U.S. government and regional partners: affirming a U.S. moral and strategic interest enables increased diplomatic engagement aimed at restoring civilian-led governance and improving regional stability.
U.S. taxpayers and the federal budget: stronger U.S. involvement to help end the war could raise diplomatic, military, or financial costs borne by taxpayers.
U.S. relations with external actors and regional stability: formal findings of genocide could complicate ties with countries accused of supporting conflict parties, risking diplomatic friction or retaliation.
Refugee-hosting countries and immigrant communities: highlighting massive displacement (14+ million) could increase refugee flows and place greater resettlement and service demands on neighboring countries and host communities.
Based on analysis of 1 section of legislative text.

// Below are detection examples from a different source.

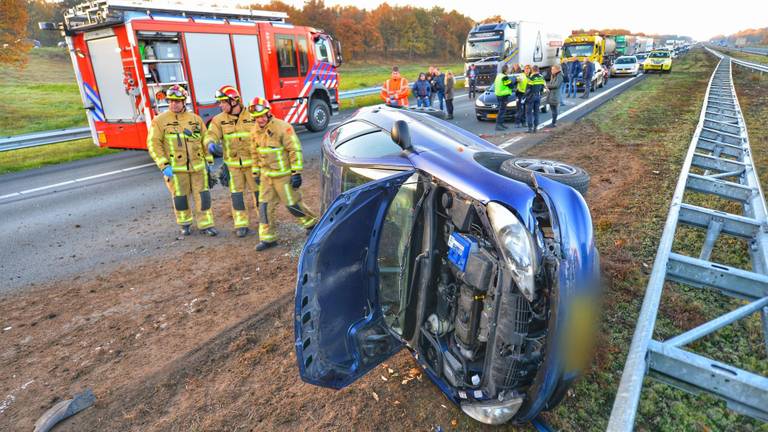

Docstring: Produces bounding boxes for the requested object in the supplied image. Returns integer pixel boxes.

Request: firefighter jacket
[251,117,304,177]
[381,77,408,106]
[147,111,213,172]
[525,73,547,99]
[205,109,256,168]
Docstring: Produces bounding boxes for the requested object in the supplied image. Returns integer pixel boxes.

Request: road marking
[0,163,155,201]
[536,75,643,130]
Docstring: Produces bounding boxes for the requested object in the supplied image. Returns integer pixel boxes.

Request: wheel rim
[515,159,576,176]
[312,107,328,126]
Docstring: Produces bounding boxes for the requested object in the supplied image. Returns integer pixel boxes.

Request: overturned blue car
[294,107,599,424]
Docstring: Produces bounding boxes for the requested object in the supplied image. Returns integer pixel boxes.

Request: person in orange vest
[381,66,408,107]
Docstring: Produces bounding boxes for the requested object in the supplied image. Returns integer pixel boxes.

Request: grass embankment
[0,48,117,174]
[520,50,768,431]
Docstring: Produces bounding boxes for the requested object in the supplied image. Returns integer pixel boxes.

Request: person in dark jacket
[432,67,445,111]
[445,71,456,120]
[581,57,595,99]
[525,65,547,133]
[547,65,563,128]
[413,72,432,108]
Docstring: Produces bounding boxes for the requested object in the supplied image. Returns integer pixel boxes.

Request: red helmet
[165,84,189,100]
[216,85,240,101]
[248,97,272,117]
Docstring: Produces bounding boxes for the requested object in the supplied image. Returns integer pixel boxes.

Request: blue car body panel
[296,107,599,420]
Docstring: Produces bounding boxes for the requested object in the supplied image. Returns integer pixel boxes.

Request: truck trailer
[41,0,341,149]
[463,21,562,90]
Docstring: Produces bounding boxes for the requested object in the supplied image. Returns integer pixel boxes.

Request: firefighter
[381,66,408,107]
[147,85,218,236]
[248,97,317,251]
[205,85,259,237]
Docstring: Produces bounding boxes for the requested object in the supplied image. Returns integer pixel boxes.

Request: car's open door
[294,171,414,389]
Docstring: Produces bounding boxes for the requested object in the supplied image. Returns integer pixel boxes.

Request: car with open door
[294,106,599,424]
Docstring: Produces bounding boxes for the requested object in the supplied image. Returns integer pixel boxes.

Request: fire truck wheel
[307,99,331,132]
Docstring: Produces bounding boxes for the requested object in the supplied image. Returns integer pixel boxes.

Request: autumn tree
[0,0,30,66]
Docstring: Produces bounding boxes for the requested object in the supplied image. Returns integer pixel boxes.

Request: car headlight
[486,202,536,301]
[461,397,523,425]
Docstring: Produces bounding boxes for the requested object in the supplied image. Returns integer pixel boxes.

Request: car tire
[499,157,589,196]
[307,98,331,132]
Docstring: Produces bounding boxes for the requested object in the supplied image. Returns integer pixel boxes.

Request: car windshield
[563,44,594,57]
[466,39,503,58]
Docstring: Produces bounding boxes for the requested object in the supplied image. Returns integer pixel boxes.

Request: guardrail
[0,127,91,152]
[608,51,768,432]
[0,75,465,152]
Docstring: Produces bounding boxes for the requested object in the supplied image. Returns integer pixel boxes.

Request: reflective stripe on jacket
[251,117,304,177]
[147,111,213,172]
[205,109,256,167]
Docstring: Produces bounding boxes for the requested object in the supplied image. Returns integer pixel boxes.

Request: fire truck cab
[58,0,342,149]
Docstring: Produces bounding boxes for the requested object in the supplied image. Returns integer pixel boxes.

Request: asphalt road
[0,77,644,294]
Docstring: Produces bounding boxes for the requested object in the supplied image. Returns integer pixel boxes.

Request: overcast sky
[257,0,768,40]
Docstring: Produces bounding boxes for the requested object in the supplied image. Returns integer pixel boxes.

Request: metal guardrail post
[608,52,768,432]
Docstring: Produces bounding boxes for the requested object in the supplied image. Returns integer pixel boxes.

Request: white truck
[463,21,563,90]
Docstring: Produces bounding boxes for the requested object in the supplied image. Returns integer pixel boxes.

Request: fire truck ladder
[608,57,768,431]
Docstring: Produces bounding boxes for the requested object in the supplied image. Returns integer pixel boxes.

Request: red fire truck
[41,0,341,149]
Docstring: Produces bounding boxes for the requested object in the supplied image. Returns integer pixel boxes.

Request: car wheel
[499,158,589,195]
[307,98,331,132]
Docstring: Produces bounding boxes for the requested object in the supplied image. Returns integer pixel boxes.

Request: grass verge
[516,50,768,431]
[0,138,120,174]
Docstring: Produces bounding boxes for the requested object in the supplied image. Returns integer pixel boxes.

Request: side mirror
[391,120,413,151]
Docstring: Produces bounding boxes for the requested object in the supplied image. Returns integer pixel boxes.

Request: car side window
[336,130,403,159]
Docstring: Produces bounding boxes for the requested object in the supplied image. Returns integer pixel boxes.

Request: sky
[256,0,768,40]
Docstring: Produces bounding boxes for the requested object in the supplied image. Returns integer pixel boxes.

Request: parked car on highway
[643,50,672,73]
[475,84,549,121]
[294,106,599,424]
[611,56,640,77]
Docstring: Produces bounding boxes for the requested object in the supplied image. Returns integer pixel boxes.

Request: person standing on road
[147,84,218,236]
[525,65,547,133]
[380,66,408,107]
[466,63,477,99]
[205,85,259,237]
[581,57,595,99]
[445,71,456,120]
[413,72,432,108]
[493,65,512,131]
[515,65,531,127]
[248,97,317,251]
[432,67,445,111]
[547,65,563,128]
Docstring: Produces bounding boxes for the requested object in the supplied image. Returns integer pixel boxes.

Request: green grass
[524,50,768,431]
[0,138,120,174]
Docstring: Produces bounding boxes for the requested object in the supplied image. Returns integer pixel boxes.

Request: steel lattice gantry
[608,57,768,431]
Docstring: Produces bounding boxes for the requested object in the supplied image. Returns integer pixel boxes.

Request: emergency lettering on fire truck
[48,0,342,149]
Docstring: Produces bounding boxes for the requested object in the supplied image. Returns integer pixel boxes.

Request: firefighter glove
[163,166,173,178]
[291,173,301,189]
[219,164,229,187]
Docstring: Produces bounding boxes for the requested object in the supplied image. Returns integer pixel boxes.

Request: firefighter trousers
[227,165,259,229]
[165,169,213,229]
[259,175,317,242]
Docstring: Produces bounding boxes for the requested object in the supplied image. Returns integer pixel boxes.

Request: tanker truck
[463,21,562,91]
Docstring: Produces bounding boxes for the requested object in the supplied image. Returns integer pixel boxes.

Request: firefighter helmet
[165,84,189,100]
[216,85,240,101]
[248,97,272,117]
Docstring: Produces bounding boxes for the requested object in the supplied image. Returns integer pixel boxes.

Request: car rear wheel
[307,99,331,132]
[499,158,589,195]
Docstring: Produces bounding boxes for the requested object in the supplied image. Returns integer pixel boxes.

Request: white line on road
[0,163,155,201]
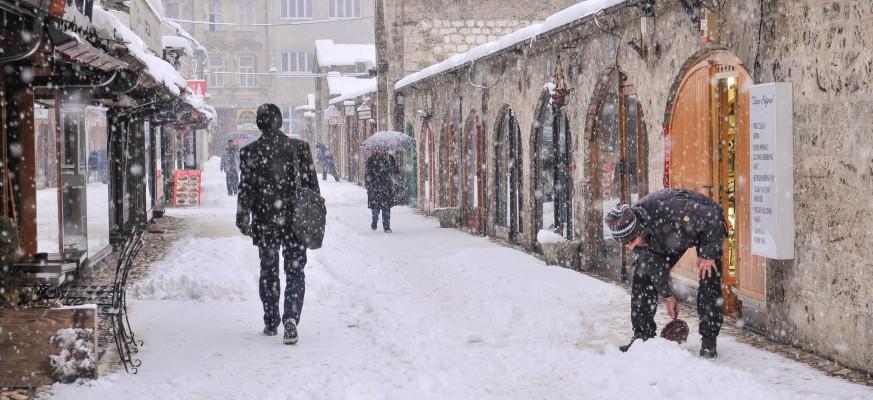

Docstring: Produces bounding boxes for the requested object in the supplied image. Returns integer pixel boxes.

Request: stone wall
[392,0,873,371]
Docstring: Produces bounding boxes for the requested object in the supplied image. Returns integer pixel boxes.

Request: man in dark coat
[364,150,400,233]
[604,189,726,358]
[236,104,319,344]
[221,140,239,196]
[315,143,339,182]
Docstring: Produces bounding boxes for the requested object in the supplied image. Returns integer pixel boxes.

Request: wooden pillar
[18,88,37,254]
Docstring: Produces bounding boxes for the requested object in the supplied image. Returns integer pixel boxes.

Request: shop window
[207,54,224,88]
[279,0,312,19]
[329,0,361,18]
[236,3,255,31]
[239,55,257,87]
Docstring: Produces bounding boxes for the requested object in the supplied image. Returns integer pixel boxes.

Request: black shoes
[618,335,651,353]
[700,336,718,359]
[282,320,297,344]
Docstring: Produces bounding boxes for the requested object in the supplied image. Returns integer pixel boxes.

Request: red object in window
[173,169,202,207]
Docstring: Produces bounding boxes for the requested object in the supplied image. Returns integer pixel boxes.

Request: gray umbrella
[361,131,414,151]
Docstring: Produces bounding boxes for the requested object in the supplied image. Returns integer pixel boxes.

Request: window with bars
[279,0,312,19]
[239,56,257,87]
[207,54,224,87]
[207,0,222,32]
[282,51,312,72]
[236,3,255,31]
[328,0,361,18]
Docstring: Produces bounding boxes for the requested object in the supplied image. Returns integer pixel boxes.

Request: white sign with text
[749,82,794,260]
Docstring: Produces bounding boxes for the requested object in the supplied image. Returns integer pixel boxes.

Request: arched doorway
[531,93,573,248]
[664,51,766,315]
[418,119,435,213]
[403,123,418,206]
[461,111,485,233]
[588,68,648,280]
[494,106,524,241]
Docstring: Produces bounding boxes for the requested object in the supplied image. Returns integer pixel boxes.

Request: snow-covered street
[52,159,873,400]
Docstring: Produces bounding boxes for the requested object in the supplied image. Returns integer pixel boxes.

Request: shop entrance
[664,51,765,316]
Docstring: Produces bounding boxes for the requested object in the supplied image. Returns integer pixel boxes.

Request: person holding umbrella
[364,149,400,233]
[363,131,411,233]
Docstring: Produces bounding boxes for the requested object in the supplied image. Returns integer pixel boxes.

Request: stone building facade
[389,0,873,372]
[376,0,578,128]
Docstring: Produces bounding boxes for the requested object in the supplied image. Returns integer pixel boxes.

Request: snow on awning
[315,39,376,67]
[294,93,315,111]
[328,78,378,104]
[182,94,218,121]
[394,0,627,90]
[161,36,194,57]
[92,2,188,96]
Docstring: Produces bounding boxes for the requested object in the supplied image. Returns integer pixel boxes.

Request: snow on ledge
[394,0,627,90]
[537,229,567,244]
[92,2,188,96]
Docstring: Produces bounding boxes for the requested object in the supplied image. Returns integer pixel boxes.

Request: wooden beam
[18,89,37,254]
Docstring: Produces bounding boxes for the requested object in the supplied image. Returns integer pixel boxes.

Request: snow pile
[394,0,627,90]
[49,328,97,382]
[315,39,376,67]
[92,3,188,96]
[537,229,567,244]
[131,238,258,300]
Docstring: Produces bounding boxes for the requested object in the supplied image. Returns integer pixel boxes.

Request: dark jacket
[631,189,726,297]
[221,146,239,176]
[364,153,400,209]
[236,131,319,246]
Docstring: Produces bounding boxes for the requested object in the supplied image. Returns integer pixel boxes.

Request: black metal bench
[58,229,143,374]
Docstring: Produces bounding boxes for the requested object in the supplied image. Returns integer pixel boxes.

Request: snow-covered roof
[161,36,194,57]
[394,0,627,90]
[294,93,315,111]
[161,19,207,53]
[328,78,377,104]
[92,2,188,96]
[182,94,218,120]
[315,39,376,67]
[327,73,376,96]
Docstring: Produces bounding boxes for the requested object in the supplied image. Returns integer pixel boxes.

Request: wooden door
[669,53,766,315]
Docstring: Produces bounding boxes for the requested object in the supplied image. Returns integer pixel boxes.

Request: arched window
[533,96,573,239]
[494,106,524,240]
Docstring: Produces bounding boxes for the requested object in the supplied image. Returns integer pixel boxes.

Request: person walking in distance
[604,189,726,358]
[221,140,239,196]
[364,150,400,233]
[236,104,319,344]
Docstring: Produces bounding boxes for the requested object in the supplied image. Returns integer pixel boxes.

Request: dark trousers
[631,257,724,338]
[258,244,306,328]
[370,208,391,229]
[224,172,239,195]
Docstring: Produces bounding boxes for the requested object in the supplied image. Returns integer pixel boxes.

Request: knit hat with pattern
[603,204,642,244]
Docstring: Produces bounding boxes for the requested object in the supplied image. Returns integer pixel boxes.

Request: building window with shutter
[279,0,312,19]
[282,51,312,72]
[207,0,222,32]
[328,0,361,18]
[206,54,224,87]
[236,3,255,31]
[239,56,257,87]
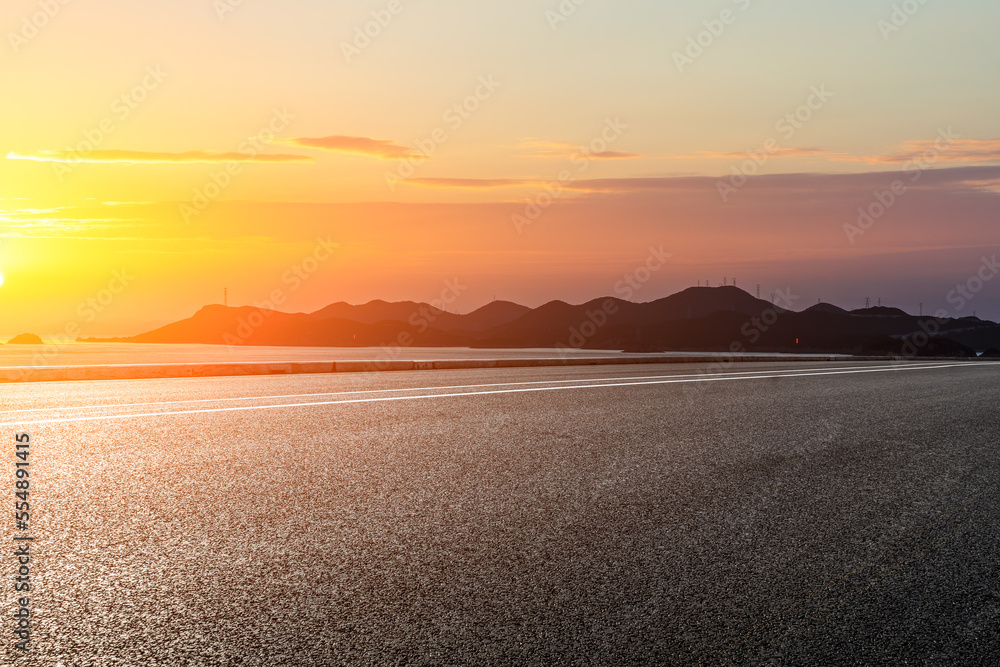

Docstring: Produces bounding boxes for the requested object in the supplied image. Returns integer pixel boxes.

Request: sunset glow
[0,0,1000,335]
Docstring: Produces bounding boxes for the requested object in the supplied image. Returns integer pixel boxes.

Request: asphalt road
[0,362,1000,667]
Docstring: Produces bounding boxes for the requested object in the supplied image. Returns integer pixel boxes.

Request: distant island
[78,286,1000,357]
[7,334,45,345]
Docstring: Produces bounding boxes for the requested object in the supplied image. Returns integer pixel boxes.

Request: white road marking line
[0,363,984,426]
[0,363,952,415]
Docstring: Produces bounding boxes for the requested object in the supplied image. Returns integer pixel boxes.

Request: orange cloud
[836,137,1000,164]
[402,178,545,190]
[521,139,645,160]
[677,146,829,160]
[280,135,421,160]
[7,150,315,164]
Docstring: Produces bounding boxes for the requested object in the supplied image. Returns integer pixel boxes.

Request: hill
[76,286,1000,356]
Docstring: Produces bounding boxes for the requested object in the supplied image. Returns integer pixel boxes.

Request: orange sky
[0,0,1000,337]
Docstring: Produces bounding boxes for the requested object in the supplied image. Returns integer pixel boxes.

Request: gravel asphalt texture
[0,363,1000,667]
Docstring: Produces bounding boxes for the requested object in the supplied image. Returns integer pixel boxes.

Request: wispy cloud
[279,135,422,160]
[677,146,831,160]
[7,150,315,164]
[401,178,545,190]
[521,139,645,160]
[836,139,1000,164]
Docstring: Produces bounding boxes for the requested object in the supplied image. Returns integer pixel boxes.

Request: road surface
[0,362,1000,666]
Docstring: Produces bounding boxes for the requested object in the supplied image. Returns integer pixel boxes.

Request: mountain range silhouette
[78,286,1000,357]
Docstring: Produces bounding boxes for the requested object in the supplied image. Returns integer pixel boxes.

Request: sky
[0,0,1000,338]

Records findings that the Sudan civil war has caused mass death, displacement, atrocities, and that U.S. and U.N. bodies have identified war crimes, crimes against humanity, and genocide; declares U.S. interest in ending the war and restoring civilian rule.
Makes formal findings about the Sudan civil war that began April 15, 2023, documenting reported casualties (over 400,000 deaths) and mass displacement (more than 14,000,000 forced from their homes), and cataloging atrocities including rape, torture, arbitrary detention, and forced starvation. It notes U.S. State Department determinations (war crimes, crimes against humanity, and a later finding of genocide by the Rapid Support Forces and allied militias) and a February 2026 U.N. fact‑finding report identifying genocidal acts against non‑Arab communities in Darfur. Characterizes the situation as the world’s largest humanitarian crisis (nearly 34 million in need), warns that the conflict threatens Sudanese sovereignty and regional stability, condemns external support to the warring parties, recognizes the role of Sudanese civil society and Emergency Response Rooms, and states a U.S. moral and strategic interest in ending the war and restoring civilian‑led governance. The measure is declaratory—it records findings and positions rather than creating new programs or funding.